[Rd] R-3.1.0 OSX Snow Leopard installs old binary

Simon Urbanek simon.urbanek at r-project.org
Fri Apr 18 03:43:03 CEST 2014

On Apr 17, 2014, at 9:24 PM, Gábor Csárdi <csardi.gabor at gmail.com> wrote:

> On Thu, Apr 17, 2014 at 9:07 PM, Simon Urbanek <simon.urbanek at r-project.org> wrote:
> [...]
> No, the issue is that igraph suggests graph yet fails when it's not present. It should guard against failure is case it's not available. I didn't look at this particular case, but sometimes that is necessary to break infinite dependency loops.
> So if I make 'graph' a dependency via Imports, then everything will be OK? 
> We can rely on Imports and Depends from BioC being available, but not on Suggests?

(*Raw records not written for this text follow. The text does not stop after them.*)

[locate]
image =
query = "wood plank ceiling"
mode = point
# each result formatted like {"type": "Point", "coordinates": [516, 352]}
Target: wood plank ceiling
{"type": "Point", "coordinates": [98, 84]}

The Suggests failure has nothing to do with BioC. Only packages listed in Depends/Imports are required for a package to work so there is no guarantee for any packages in Suggests to be available - hence the package should not break if they are not available - that's the whole point of Suggests. If you list it in Depends/Imports then it won't even get to the check if those packages are not available - it won't build at all. I didn't look at the dependencies in this particular case, but one reason to use Suggests is to break dependency loops: if A depends on B and B on A, then there is no way to install them, so typically A suggests B and B depends on A so that A can be installed and checked first without B and then B checked with A and finally A with B. If A breaks without B then it makes such bootstrapping impossible - we found some packages with this issue, that's why mentioned this - I don't know if that's the case with igraph or not.

As for BioC, the builds for BioC are independent of CRAN, so CRAN doesn't build BioC packages and thus their availability is subject to manual intervention - on the OS X build machine there is currently no automated way to track BioC packages, but we're working on it.